We’ve called it the rise of the quantified self, as mobile devices and an always-on connection meet cheap sensors that can connect back to the web. Dedicated devices such as the Body Bugg or the FitBit (see disclosure) take advantage of sensors to track movement and even sleep, and then send data back to a web-based portal. On the Apple-only app side, iTreadmill, Lose it, The Eatery and others help with tracking steps, making sure you eat well and other wellness goals. The Android market has MealSnap and RunKeeper, while blending the two are dedicated products such as the Nike+ system that links a physical sensor to a variety of apps such as RunKeeper.
Dedicated devices are a hot gift this season.
As a Fitbit user for the last eight months, I’m a convert to the device side (although I have tried my fair share of apps as well). So far, the device side has seen a boost this holiday shopping season, according to Amazon and analysts. Amazon said the personal health tracking device category is on the rise for best-selling brands include Fitbit, BodyMedia, Muve and Zeo. A spokeswoman emailed, “Fitbit is our #1 Most Wished For in this category and the #2 and #3 Best Sellers (depending on color).”
Deutsche Bank analyst Jonathan Goldberg expected that such devices have hit a tipping point in the retail channels. He noted that 67 percent of 100 Best Buys DB surveyed stock some form of smartphone fitness accessory. And 48 percent of stores stocked Fitbit. Customers also seems pretty aware of the devices in general. He said via email, “My take on all this is that this idea really resonates. If a tiny, privately held company like Fitbit can made itself known to almost half the Best Buy retail clerks across the country, that tells me there is something deeply appealing about the idea.”
The category has been somewhat dominated in this last year by the Fitbit and the BodyBugg, but last week Jawbone introduced the Up device, which Darrell reviewed. But Up disappointed customers so much that Jawbone halted production to fix the problems in the device. That hasn’t deterred Jawbone’s investors, which just awarded the company $40 million more to break into the category. And discussions with other consumer accessories companies indicate that more such products are on the way next year.
The app market has been around for longer and is growing.

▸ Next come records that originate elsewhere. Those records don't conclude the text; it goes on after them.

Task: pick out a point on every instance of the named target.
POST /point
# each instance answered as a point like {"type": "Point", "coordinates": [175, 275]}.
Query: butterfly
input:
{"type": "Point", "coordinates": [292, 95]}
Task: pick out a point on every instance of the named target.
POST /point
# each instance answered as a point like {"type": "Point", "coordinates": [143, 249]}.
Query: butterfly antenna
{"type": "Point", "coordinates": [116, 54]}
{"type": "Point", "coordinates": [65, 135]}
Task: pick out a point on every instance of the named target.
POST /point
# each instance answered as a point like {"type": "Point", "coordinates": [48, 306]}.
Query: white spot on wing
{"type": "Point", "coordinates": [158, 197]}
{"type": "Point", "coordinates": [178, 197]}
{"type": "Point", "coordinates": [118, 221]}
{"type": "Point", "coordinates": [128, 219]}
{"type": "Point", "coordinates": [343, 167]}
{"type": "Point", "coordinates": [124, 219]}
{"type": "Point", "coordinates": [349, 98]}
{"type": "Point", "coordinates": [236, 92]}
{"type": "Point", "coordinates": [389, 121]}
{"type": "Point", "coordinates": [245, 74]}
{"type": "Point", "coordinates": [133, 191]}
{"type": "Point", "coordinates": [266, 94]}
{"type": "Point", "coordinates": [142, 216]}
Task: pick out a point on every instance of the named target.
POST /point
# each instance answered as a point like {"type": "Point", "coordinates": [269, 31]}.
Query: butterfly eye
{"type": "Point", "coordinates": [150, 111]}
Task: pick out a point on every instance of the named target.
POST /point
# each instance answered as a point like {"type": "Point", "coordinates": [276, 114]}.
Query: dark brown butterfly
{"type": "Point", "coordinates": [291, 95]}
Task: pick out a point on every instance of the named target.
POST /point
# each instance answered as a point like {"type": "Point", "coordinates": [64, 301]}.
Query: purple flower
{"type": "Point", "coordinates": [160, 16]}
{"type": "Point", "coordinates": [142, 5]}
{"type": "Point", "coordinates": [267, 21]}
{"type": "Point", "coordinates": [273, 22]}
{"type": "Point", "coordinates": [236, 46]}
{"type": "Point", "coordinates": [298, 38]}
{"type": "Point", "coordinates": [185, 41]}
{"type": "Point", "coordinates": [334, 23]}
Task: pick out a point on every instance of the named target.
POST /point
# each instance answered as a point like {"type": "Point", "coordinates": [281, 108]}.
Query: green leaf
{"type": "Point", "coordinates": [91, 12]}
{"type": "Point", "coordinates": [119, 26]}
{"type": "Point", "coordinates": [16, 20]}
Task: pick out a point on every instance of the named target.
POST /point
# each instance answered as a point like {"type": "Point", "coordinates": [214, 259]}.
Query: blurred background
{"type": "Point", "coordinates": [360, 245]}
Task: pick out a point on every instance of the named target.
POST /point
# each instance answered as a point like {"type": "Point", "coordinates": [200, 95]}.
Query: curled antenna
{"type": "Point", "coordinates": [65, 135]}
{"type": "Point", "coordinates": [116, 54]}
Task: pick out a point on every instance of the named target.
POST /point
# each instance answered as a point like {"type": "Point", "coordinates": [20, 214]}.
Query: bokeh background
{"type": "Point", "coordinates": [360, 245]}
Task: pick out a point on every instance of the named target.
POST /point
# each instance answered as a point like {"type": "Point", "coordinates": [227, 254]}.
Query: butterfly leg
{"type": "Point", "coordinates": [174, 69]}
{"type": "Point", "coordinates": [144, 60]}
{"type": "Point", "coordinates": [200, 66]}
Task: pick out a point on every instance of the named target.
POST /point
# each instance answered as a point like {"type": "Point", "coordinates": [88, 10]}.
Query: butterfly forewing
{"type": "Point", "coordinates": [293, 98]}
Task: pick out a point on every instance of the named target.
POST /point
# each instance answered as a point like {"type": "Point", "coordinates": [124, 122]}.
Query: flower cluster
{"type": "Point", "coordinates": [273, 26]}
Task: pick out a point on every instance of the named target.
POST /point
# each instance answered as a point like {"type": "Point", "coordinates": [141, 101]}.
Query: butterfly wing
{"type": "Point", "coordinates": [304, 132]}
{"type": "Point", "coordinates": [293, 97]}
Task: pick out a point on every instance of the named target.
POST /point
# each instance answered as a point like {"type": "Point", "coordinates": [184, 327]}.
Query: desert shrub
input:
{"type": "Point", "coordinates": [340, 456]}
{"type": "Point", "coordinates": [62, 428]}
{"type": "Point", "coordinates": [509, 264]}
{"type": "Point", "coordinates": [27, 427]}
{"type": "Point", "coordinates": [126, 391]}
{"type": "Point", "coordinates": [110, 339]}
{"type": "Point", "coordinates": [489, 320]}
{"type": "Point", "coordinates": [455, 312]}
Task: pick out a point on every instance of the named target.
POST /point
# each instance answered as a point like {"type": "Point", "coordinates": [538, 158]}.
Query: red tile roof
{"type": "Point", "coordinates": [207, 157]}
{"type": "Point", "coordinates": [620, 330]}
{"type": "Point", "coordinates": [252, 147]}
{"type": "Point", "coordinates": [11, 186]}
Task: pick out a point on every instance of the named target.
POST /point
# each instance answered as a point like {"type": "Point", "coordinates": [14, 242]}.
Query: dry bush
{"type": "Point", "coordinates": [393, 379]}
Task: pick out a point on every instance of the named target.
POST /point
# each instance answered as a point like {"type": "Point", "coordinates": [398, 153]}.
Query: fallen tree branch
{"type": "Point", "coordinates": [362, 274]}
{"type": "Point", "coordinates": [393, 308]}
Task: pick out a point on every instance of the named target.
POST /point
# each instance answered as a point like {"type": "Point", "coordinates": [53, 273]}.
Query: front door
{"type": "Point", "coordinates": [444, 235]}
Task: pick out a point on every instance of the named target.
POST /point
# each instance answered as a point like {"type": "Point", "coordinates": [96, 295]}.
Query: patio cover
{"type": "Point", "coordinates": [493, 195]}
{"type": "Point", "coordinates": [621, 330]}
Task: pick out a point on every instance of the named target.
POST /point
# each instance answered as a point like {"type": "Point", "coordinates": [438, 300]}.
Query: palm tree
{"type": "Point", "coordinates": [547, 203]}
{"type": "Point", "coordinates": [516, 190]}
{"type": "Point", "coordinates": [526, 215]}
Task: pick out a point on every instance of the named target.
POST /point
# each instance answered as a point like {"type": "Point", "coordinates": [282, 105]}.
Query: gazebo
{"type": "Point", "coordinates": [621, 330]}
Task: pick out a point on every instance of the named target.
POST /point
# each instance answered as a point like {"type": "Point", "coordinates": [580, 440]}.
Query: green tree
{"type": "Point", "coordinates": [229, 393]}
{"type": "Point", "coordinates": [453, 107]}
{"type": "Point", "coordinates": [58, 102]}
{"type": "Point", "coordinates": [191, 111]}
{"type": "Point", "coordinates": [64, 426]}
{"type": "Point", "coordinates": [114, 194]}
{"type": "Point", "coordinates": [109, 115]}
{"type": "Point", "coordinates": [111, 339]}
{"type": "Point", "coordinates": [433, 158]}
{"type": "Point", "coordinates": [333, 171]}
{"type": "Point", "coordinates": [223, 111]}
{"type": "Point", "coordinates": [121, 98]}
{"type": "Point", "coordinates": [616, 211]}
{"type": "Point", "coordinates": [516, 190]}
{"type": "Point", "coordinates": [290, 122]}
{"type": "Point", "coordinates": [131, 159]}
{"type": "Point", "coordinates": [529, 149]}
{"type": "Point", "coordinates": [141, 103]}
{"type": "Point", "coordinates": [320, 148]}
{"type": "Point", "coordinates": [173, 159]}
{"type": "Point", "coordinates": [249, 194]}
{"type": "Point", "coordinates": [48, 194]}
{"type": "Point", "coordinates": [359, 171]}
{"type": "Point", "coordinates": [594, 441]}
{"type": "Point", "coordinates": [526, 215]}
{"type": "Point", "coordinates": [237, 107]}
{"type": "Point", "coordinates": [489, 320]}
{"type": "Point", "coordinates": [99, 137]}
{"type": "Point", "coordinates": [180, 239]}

But for most people adding a device to track their steps, or going to a web site to enter in their caloric intake, might be a bit much. Already people probably use an application or two to track their food or perhaps their daily runs. According to research in November from ABI Research, the sports and health mobile application market will grow to over $400 million in 2016 – up from just $120 million in 2010. Unsurprisingly many of these apps will get an added boost from tying to some of the devices already in or about the enter the market, according to ABI.
This may relate to an app like RunKeeper that synchs to the Nike+ system for better tracking and trail history, or it might be the ability to send your food data from Lose it or The Eatery over to your Fitbit web page, or vice versa.
The leading edge of early adopters in this market are the die-hard fitness fanatics and maybe some geeks that like to play with data, but as this holiday draws to a close, I think we’re about to hit a tipping point where average people interested in improving their health start to try out gadgets or applications and services designed to get them motivated and monitoring their wellness progress. The key will be making it easy, accessible and giving consumers the ability to link devices to the app ecosystem quickly. In that way services might be the best bet.
Disclosure: Fitbit is backed by True Ventures, a venture capital firm that is an investor in the parent company of this blog, Giga Omni Media. Om Malik, founder of Giga Omni Media, is also a venture partner at True.